Pamela K. Woodard, MD, FACR, Chair of the American College of Radiology® (ACR®) Commission on Research, contributed this post.

Research plays a central role in the advancement of radiology practice. Discoveries and innovation fuel our ability to provide high-quality care to our patients. Though clinical research advancements often require significant investments, the ACR is fortunately supportive of members in this pursuit.

As Chair of the ACR Commission on Research, I'm pleased to share the Fund for Collaborative Research in Imaging (FCRI) Grant. The goal of the FCRI Grant is to fund compelling, innovative research that advances the practice of radiology and is designed to promote research collaborations between the ACR and its members.

The fiscal year 2021 grant recipients were announced in June and demonstrate the breadth of types of clinical research projects the ACR undertakes. Each of these two projects are currently in the development phase but will activate and report out within two years. The first is the LI-RADS Imaging Research Registry, a multi-institutional effort applying ACR LI-RADS®, DART, TRIAD and ACR ASSIST® to identify eligible patient cases of images and clinical data and aggregate them in an effort to identify imaging features that predict hepatocellular carcinoma biological aggressiveness and overall survival in patients with lesions categorized as LR-5. The other is the Coronary Artery Calcium Scoring project, a multicenter, randomized, prospective study designed to test the efficacy of patient-centered educational intervention based on coronary artery calcification in cardiovascular risk factor modification in a cohort of patients enrolled in lung cancer screening programs across the country. The Calcium Scoring project aims to improve patient care and outcomes by getting more information from the lung screening chest CT. Patients presenting for lung cancer screening will have that non-gated chest CT scan also interpreted for coronary atherosclerotic calcification.

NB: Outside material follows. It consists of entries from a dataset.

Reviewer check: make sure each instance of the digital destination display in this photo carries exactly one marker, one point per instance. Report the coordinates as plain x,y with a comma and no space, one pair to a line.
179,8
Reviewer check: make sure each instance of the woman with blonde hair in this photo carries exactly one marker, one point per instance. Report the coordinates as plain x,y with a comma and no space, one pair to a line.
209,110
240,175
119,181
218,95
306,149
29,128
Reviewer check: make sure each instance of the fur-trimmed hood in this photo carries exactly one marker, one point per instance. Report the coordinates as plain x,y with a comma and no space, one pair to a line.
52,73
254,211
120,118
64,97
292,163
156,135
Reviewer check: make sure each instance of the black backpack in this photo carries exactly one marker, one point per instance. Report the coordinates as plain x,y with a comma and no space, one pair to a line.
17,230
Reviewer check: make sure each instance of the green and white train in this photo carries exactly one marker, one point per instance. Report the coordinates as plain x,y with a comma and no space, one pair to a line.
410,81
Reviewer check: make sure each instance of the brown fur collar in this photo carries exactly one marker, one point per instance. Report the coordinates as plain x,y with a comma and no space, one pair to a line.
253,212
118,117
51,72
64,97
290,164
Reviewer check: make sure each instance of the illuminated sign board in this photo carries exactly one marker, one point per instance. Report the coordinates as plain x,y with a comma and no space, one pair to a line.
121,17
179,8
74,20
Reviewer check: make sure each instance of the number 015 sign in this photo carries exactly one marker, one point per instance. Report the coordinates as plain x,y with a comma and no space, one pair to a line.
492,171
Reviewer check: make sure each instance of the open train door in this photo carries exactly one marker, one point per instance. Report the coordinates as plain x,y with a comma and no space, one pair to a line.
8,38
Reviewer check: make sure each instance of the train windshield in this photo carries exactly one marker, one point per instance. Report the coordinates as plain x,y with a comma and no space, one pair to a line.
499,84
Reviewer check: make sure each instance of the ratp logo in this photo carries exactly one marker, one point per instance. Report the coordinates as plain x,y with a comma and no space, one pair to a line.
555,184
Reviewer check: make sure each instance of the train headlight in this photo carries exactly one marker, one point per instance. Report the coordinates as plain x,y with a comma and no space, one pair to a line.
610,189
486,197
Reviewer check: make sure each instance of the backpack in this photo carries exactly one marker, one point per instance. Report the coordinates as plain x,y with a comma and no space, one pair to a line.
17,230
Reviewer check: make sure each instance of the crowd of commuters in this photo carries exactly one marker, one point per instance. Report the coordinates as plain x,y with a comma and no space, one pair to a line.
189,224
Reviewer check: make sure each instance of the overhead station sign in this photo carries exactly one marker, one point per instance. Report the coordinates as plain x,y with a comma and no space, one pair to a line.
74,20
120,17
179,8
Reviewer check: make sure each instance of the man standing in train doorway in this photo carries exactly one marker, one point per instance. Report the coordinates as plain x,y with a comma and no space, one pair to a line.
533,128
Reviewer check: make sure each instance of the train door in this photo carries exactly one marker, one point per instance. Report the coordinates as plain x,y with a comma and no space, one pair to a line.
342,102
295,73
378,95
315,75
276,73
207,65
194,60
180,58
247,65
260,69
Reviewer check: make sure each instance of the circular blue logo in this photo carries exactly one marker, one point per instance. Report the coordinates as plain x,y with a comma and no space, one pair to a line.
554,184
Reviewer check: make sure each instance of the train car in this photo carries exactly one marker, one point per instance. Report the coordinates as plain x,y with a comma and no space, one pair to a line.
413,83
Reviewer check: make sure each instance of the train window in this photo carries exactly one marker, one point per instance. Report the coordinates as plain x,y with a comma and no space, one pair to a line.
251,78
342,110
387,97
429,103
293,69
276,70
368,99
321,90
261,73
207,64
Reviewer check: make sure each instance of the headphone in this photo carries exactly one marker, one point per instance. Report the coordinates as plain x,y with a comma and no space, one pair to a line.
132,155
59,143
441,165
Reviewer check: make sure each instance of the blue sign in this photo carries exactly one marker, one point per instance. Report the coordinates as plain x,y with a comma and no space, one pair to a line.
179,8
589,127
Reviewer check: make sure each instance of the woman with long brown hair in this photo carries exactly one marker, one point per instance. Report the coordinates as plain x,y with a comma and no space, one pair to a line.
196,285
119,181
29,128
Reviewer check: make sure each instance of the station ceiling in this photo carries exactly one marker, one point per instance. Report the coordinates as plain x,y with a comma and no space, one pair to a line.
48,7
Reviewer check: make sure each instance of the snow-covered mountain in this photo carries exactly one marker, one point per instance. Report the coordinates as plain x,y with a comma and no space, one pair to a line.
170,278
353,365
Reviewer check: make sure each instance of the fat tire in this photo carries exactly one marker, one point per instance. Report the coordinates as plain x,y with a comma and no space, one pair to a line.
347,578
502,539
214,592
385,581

The FCRI Grant fills an important funding gap in clinical research — unique, one-time investments in the most compelling, innovative research ideas in effort to generate preliminary data to enable researchers to pursue more traditional, large-scale funding mechanisms that could only be performed with the addition of ACR resources.

The FCRI Grant is exclusively available to ACR members. Individuals or groups may submit applications with a total budget of up to $200,000. More than one proposal may be funded, and the total for all awards is limited to $400,000.